(Bloomberg) -- Europe’s automakers warned they’re likely headed for another year of shrinking sales and called for policy makers to step up their support of the industry struggling to recover from the pandemic.

Passenger car sales will probably drop 1% to 9.6 million this year, the European Automobile Manufacturers’ Association said Friday. While that outlook suggests there may be some recovery in the closing months -- registrations were down almost 12% through August -- the lobby group doesn’t expect enough of a bounce back to stick with its forecast toward the beginning of the year for a bit of growth.

A pile-up of setbacks -- including Brexit, semiconductor shortages, the war in Ukraine and the resulting energy crisis -- have contributed to the industry struggling to get back to pre-pandemic volumes, Oliver Zipse, the ACEA’s president and the chief executive officer of BMW AG, said in a statement.
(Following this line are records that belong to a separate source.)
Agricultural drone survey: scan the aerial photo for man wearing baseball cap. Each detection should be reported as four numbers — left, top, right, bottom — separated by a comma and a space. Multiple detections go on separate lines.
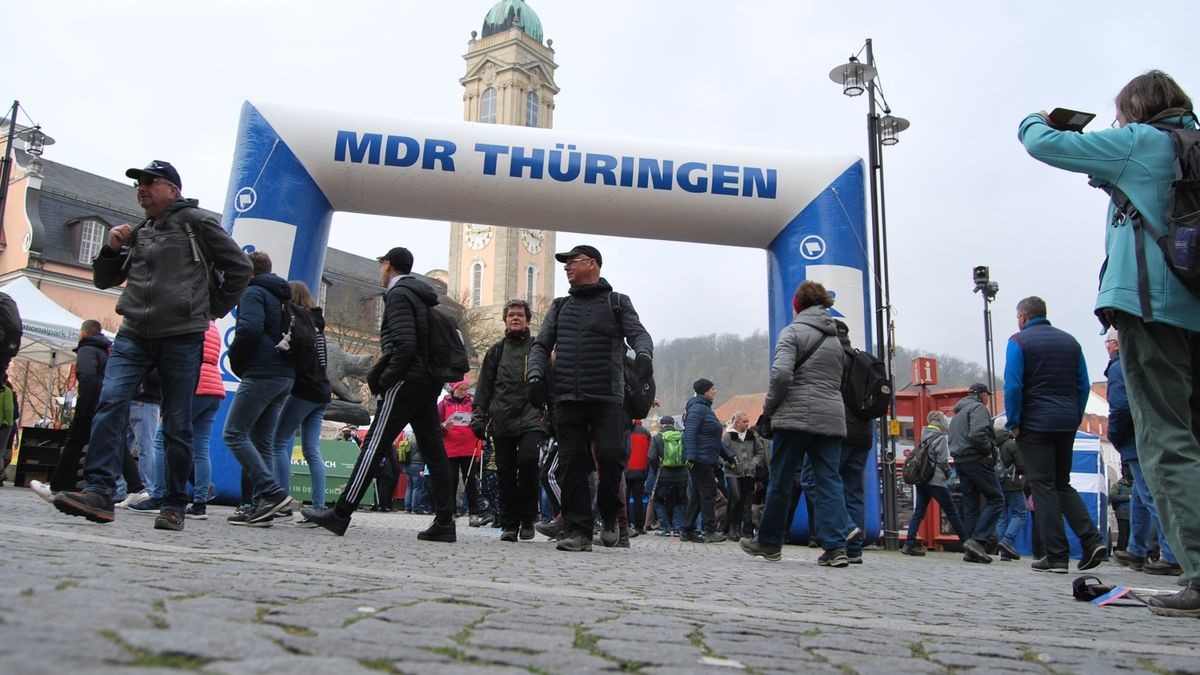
947, 382, 1005, 564
527, 244, 654, 552
47, 160, 252, 531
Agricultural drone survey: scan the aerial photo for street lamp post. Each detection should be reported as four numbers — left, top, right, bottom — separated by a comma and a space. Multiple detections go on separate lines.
973, 266, 1000, 415
1, 99, 54, 233
829, 39, 909, 551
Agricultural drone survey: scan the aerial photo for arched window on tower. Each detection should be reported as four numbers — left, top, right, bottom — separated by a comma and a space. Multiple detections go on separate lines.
525, 91, 539, 127
481, 88, 497, 124
526, 264, 537, 303
471, 261, 485, 307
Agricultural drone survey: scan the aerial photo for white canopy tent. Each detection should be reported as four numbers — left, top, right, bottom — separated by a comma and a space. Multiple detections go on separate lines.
0, 276, 89, 367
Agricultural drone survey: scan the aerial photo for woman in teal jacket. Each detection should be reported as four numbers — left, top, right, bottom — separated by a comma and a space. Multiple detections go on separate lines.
1019, 70, 1199, 618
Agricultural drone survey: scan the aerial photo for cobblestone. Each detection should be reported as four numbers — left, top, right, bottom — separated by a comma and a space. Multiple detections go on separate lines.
2, 485, 1197, 673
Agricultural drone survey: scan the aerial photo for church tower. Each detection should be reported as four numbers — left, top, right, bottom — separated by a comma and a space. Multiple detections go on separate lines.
449, 0, 559, 333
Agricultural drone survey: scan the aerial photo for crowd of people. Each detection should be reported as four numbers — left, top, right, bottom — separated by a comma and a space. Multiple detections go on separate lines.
23, 68, 1200, 620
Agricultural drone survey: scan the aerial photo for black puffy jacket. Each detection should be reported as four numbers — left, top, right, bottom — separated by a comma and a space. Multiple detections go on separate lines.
528, 279, 652, 405
372, 275, 438, 390
227, 273, 294, 380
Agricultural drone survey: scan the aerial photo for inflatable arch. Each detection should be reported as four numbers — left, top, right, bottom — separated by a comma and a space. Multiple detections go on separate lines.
216, 100, 878, 540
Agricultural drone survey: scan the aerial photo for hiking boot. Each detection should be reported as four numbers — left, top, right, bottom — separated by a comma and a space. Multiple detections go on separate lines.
901, 542, 926, 557
500, 528, 518, 542
535, 519, 564, 540
963, 539, 993, 564
479, 512, 495, 526
185, 503, 208, 520
227, 505, 273, 527
818, 547, 850, 568
29, 480, 54, 505
301, 506, 350, 536
127, 497, 163, 515
1113, 550, 1146, 571
846, 526, 864, 544
997, 541, 1021, 561
1144, 560, 1184, 576
246, 492, 292, 524
556, 530, 593, 552
1078, 543, 1106, 571
272, 508, 293, 520
1031, 557, 1069, 574
847, 553, 864, 565
53, 491, 115, 524
469, 515, 483, 527
705, 531, 727, 543
519, 521, 535, 540
417, 518, 456, 543
600, 519, 619, 547
153, 508, 184, 531
616, 531, 630, 548
679, 530, 703, 543
1146, 586, 1200, 618
740, 538, 782, 561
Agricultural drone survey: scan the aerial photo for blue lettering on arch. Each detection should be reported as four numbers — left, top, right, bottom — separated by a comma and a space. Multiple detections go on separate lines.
677, 161, 709, 194
583, 153, 618, 185
334, 131, 382, 164
384, 135, 420, 167
743, 167, 777, 199
636, 158, 673, 190
711, 164, 739, 196
422, 138, 457, 171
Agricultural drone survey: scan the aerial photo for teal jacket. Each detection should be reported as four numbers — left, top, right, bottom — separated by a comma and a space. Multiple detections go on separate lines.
1018, 112, 1200, 331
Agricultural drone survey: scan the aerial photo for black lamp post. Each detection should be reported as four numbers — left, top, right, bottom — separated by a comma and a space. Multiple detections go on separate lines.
829, 40, 909, 551
1, 100, 55, 233
973, 266, 1000, 415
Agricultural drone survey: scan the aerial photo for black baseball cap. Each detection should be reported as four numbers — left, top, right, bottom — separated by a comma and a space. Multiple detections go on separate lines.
968, 382, 991, 394
377, 246, 414, 273
554, 244, 602, 267
126, 160, 182, 191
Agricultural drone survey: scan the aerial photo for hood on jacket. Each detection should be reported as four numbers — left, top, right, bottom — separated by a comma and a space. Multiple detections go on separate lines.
75, 333, 112, 354
249, 273, 292, 301
792, 305, 839, 336
994, 427, 1014, 445
954, 393, 985, 414
567, 277, 613, 298
395, 275, 439, 306
160, 197, 200, 218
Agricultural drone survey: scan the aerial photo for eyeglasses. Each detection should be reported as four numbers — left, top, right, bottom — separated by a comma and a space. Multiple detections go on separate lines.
563, 257, 593, 267
1105, 339, 1118, 345
133, 176, 164, 188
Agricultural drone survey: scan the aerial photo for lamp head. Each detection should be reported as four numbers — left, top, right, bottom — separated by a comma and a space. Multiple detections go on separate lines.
829, 56, 877, 97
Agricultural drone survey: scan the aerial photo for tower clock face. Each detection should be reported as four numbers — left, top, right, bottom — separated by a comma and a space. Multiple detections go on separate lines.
521, 228, 545, 254
464, 224, 493, 251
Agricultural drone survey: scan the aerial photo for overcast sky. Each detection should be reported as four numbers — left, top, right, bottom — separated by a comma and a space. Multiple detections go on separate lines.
12, 1, 1198, 384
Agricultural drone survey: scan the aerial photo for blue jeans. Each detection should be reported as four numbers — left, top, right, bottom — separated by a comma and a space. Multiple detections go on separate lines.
956, 458, 1005, 544
1128, 459, 1177, 563
83, 332, 204, 510
129, 401, 162, 498
840, 446, 870, 555
907, 483, 967, 540
222, 375, 292, 502
758, 429, 846, 550
150, 395, 222, 503
994, 489, 1029, 547
271, 396, 330, 507
405, 465, 429, 512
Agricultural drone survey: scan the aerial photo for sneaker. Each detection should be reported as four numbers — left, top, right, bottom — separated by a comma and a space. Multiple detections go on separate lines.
127, 497, 163, 516
154, 508, 184, 531
847, 553, 863, 565
272, 508, 293, 520
556, 530, 593, 552
185, 504, 208, 520
901, 542, 926, 557
478, 512, 495, 526
519, 521, 535, 540
301, 506, 351, 536
616, 531, 630, 548
246, 492, 292, 524
1144, 560, 1184, 576
52, 491, 115, 524
417, 518, 457, 543
655, 529, 673, 537
846, 526, 864, 544
997, 541, 1021, 561
500, 528, 518, 542
535, 519, 564, 540
1078, 543, 1106, 571
1146, 586, 1200, 618
600, 519, 619, 547
468, 515, 483, 527
740, 538, 782, 562
705, 531, 727, 543
116, 491, 150, 509
963, 539, 993, 564
1031, 557, 1069, 574
1113, 550, 1146, 571
29, 480, 54, 504
679, 530, 703, 543
227, 506, 273, 528
818, 547, 850, 568
1178, 576, 1190, 587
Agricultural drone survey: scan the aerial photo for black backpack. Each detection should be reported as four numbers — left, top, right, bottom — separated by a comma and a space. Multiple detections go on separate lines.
423, 306, 470, 384
903, 434, 938, 486
0, 292, 21, 359
841, 347, 892, 420
276, 301, 318, 371
1110, 124, 1200, 319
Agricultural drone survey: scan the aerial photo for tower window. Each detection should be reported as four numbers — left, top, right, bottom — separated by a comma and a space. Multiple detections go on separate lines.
481, 88, 497, 124
526, 264, 537, 303
525, 92, 539, 127
471, 261, 485, 307
78, 219, 107, 264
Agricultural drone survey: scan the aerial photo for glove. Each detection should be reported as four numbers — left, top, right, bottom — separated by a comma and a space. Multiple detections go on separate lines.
528, 376, 547, 409
684, 460, 695, 470
367, 360, 386, 395
471, 422, 487, 441
634, 353, 653, 382
754, 414, 773, 440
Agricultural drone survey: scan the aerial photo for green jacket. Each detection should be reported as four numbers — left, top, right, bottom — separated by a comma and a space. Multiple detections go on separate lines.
472, 329, 551, 439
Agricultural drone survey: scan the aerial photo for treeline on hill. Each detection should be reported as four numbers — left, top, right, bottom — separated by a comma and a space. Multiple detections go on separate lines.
651, 332, 998, 413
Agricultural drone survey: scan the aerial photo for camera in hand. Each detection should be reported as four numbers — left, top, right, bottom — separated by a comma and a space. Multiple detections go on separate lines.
1047, 108, 1096, 132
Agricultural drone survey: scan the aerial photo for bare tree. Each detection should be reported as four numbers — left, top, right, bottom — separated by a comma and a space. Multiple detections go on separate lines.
322, 291, 381, 357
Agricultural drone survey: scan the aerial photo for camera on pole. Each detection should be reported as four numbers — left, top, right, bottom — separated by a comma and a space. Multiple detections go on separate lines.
973, 266, 999, 413
973, 265, 999, 301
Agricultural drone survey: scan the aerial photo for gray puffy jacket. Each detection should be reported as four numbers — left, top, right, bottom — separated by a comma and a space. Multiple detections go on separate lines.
763, 307, 845, 437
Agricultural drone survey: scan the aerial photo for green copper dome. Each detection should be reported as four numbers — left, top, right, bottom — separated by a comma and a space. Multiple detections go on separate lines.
481, 0, 543, 44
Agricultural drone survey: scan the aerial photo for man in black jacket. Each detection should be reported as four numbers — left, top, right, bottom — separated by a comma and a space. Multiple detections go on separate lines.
48, 161, 251, 531
303, 247, 454, 542
38, 320, 111, 495
527, 245, 653, 552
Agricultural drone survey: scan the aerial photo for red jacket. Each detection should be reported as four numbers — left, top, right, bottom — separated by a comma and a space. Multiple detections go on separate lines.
195, 322, 225, 399
439, 394, 480, 459
627, 423, 651, 476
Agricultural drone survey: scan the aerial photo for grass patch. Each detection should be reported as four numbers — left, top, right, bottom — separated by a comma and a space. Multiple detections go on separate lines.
150, 598, 167, 613
798, 627, 822, 638
1138, 657, 1169, 675
147, 613, 169, 630
98, 628, 211, 670
54, 580, 79, 591
342, 613, 372, 628
20, 588, 34, 596
686, 624, 714, 656
168, 591, 208, 602
425, 645, 468, 660
277, 624, 317, 637
360, 658, 401, 673
434, 597, 490, 608
573, 625, 601, 654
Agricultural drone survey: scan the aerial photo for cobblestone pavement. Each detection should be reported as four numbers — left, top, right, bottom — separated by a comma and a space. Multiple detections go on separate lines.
2, 486, 1197, 674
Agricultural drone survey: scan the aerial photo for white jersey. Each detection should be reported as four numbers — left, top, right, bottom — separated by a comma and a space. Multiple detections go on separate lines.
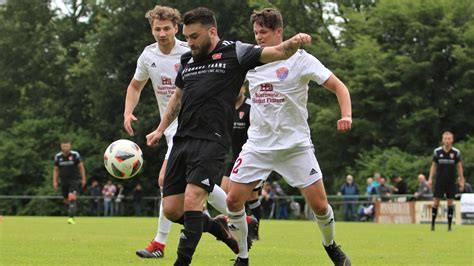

Until recently, carmakers’ concerns were about constraints on production limiting vehicle supply. Now, runaway inflation and fears of recession are weighing on demand.

“To ensure a return to growth -- with an even greater share of electric vehicle sales so climate targets can be met -- we urgently need the right framework conditions to be put in place,” Zipse said. “These include greater resilience in Europe’s supply chains, an EU Critical Raw Materials Act that ensures strategic access to the raw materials needed for e-mobility, and an accelerated roll-out of charging infrastructure.”

Read more: Global Car Sales Seen Below Pre-Pandemic Level for Fourth Year

European Commission President Ursula von der Leyen said during an address last month that the bloc’s ambition to become the first climate-neutral continent is at risk without secure access of raw materials including lithium and rare earths. The act the ACEA is throwing its weight behind would streamline procedures and improve access to financing for strategic mining, refining, processing and recycling projects.